Thursday, January 25, 2018
The Canadian stock market is losing at its own game.
The invigorated global economy is fuelling a synchronized rise in equity prices that has excluded few markets.
Canada is one big exception.
Major indexes in the United States, Europe, Asia and emerging markets have posted double-digit gains, or close to, over the past two months alone, while the S&P/ TSX composite index is little better than flat over that time.
That’s doubly discouraging for domestic shareholders as the Canadian stock market, steeped as it is in natural resources, is supposed to be well-positioned for stock rallies based on improving global growth. There are a host of reasons Canadian stocks are badly lagging behind the rest of the world.
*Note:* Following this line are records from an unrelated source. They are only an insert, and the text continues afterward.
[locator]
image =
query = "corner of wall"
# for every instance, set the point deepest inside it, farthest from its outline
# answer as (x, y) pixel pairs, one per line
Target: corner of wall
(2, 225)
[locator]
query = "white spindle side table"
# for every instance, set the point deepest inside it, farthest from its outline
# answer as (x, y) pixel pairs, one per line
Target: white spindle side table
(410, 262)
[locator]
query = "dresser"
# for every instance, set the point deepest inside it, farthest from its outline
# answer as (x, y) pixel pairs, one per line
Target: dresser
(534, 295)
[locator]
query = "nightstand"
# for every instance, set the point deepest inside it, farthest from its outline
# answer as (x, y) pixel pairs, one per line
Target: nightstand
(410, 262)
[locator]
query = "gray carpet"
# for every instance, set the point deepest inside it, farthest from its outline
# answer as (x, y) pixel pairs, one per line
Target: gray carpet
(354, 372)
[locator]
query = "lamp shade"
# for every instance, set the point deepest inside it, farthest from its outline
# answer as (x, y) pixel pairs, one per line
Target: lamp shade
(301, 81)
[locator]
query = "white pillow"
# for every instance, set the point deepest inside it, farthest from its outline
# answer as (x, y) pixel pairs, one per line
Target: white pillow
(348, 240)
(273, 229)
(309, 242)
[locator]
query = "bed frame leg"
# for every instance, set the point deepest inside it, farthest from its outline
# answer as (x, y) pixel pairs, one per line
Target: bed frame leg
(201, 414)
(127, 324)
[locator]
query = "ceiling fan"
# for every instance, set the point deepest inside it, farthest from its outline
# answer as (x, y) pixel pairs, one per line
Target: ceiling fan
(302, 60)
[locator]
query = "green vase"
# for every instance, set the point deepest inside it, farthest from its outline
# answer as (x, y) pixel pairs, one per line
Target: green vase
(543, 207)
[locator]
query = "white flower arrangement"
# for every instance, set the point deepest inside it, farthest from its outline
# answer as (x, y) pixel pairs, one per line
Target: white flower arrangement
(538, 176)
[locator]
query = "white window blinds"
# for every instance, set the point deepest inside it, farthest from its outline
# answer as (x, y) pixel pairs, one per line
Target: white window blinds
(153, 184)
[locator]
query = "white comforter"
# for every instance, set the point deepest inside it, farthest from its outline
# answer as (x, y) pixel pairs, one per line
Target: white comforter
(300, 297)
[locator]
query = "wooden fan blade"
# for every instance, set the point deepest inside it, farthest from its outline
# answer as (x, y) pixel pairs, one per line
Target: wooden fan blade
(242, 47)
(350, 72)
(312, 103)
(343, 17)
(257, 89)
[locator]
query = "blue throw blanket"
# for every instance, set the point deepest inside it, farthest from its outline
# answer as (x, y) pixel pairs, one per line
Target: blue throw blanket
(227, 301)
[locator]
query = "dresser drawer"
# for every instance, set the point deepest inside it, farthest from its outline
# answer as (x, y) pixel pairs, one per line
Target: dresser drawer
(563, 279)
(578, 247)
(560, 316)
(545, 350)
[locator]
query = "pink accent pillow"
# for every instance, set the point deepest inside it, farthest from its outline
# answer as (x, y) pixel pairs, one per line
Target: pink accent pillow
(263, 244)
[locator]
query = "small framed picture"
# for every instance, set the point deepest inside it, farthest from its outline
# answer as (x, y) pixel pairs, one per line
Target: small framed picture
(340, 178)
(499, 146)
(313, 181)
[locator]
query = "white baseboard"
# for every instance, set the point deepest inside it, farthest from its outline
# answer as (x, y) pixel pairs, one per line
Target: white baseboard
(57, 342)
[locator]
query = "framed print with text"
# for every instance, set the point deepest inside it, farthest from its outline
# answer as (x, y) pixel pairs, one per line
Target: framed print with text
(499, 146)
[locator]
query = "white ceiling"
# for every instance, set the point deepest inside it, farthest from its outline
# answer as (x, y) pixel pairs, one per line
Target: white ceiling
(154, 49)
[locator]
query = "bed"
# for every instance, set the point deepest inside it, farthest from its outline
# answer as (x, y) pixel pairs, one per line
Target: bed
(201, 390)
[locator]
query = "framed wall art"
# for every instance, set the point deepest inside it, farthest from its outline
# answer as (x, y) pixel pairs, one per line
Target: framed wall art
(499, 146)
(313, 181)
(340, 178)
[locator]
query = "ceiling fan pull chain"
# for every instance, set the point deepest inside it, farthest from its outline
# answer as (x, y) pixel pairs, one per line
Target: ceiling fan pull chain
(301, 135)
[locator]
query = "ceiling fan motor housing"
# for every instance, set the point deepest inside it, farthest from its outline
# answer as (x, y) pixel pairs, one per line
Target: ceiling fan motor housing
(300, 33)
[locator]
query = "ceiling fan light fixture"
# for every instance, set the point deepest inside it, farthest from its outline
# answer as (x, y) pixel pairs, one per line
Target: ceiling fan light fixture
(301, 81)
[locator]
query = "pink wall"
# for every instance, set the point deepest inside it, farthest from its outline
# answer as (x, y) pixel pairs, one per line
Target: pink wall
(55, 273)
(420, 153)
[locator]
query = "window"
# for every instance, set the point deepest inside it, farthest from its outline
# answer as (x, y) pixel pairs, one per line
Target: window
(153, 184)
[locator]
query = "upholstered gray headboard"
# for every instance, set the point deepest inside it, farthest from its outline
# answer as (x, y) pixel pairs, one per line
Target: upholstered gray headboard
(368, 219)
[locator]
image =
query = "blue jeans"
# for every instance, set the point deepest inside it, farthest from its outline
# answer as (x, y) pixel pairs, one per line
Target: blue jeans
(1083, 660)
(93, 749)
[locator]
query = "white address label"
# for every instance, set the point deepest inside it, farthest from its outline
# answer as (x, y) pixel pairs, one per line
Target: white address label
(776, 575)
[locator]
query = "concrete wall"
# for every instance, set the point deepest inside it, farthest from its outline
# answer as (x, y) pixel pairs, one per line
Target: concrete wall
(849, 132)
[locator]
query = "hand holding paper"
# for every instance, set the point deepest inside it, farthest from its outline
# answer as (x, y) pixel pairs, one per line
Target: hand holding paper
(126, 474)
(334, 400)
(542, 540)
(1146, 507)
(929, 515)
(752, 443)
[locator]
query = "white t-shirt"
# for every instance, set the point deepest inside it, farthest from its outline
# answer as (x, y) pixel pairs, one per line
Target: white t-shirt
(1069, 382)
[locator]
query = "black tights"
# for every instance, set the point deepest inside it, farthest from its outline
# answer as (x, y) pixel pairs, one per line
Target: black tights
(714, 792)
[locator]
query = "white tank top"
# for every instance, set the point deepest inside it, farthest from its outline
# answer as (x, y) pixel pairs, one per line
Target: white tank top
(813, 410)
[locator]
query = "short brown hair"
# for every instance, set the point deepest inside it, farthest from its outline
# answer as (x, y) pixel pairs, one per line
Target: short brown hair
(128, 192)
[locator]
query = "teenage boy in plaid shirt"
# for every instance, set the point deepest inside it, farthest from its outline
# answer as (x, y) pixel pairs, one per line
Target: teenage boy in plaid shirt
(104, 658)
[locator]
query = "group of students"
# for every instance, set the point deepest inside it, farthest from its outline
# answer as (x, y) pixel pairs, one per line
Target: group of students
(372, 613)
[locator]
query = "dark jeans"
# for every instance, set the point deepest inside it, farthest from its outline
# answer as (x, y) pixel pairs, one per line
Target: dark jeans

Tensions surrounding the North American freetrade agreement renegotiations, the lack of energy pipeline capacity and the shortage of domestic tech and health-care stocks in the index are all likely contributors.
But the main culprits, as always, are probably commodity prices, which have not yet taken their cue from the global economic expansion, Bank of Montreal chief economist Doug Porter said.
“It is often late in the economic cycle that you get the upswing in commodities, but it’s been a mild uptick so far.
Even the rebound in oil hasn’t really helped much,” Mr. Porter said.
And until commodities truly get on board, Canadian stocks are unlikely to close the gap in price performance.
While that gap has widened over the past couple of months, domestic stocks have been comparatively weak for much longer than that.
Over the past year, the S&P/TSX composite index has increased in value by about 4 per cent. The S&P 500, meanwhile, has shot up by 25 per cent over that same time. The same goes for the MSCI all-country world index.
Over that time, global economic activity gathered momentum, giving rise to the dominant theme in investing in the later stages of 2017. According to International Monetary Fund estimates, global output grew by 3.7 per cent last year, compared with 3.2 per cent in 2016.
As global central bankers have shifted their focus from continued accommodation to the start of stimulus withdrawal, some indications have emerged that the global economic cycle is entering its later stages. Those signals include early signs of inflationary pressures and a rise in long-term bond yields.
Pro-cyclical sectors, or those most closely tied to the general economy, typically flourish in a pro-growth rally.
And that’s just what has happened on a global scale over the past six months.
There are six sectors within the S&P 500 that have posted gains of at least 15 per cent since last July, all of which are generally considered cyclical: energy, materials, technology, consumer discretionary, financials and industrials.
The Canadian leaderboard looks much the same, albeit with lower returns. Canada is trailing U.S. performance in nearly every sector.
It is true that cyclical stocks are also holding up the domestic market. But not all cyclicals are created equal. Some of the hottest stocks in the world over the past several months have been U.S. tech names, of which the Canadian market is woefully short.
Canada’s cyclical strength is, in large part, based on resources. And while the global commodity complex has improved recently, price gains have not yet been sufficient to lift Canadian equity performance close to the global average.
The Bloomberg Commodity index, for example, has risen by 14 per cent since bottoming out last June. But that index is still 35-per-cent lower than it was in 2014 prior to the beginning of the crash in oil prices, and is off 50 per cent from the 2011 peak in global commodity demand.
Even oil has failed to elevate Canadian stocks recently. West Texas intermediate, the main benchmark for U.S. crude oil, rose to more than $65 (U.S.) a barrel on Wednesday for the first time in more than three years.
But a bottleneck in Canadian pipelines has made it difficult for some domestic energy producers to get their product to market. As a result, Canadian crude is now priced at a discount of more than 40 per cent compared with U.S. oil.
The pipeline crunch is partly attributable to temporary factors that should dissipate shortly, but a lack of new pipeline capacity could keep Canadian oil relatively cheap over the longer term, BMO’s Mr. Porter said.
All of which is standing in the way of the Canadian stock market becoming a leader of this particular pro-growth rally.
For stock pickers, however, the leadership of cyclical sectors shows no signs of stopping, said Robert Sneddon, president and chief portfolio manager at CastleMoore Inc. in Toronto.
“For the time being, the market is telling us that pro-growth is where we want to be,” Mr. Sneddon said.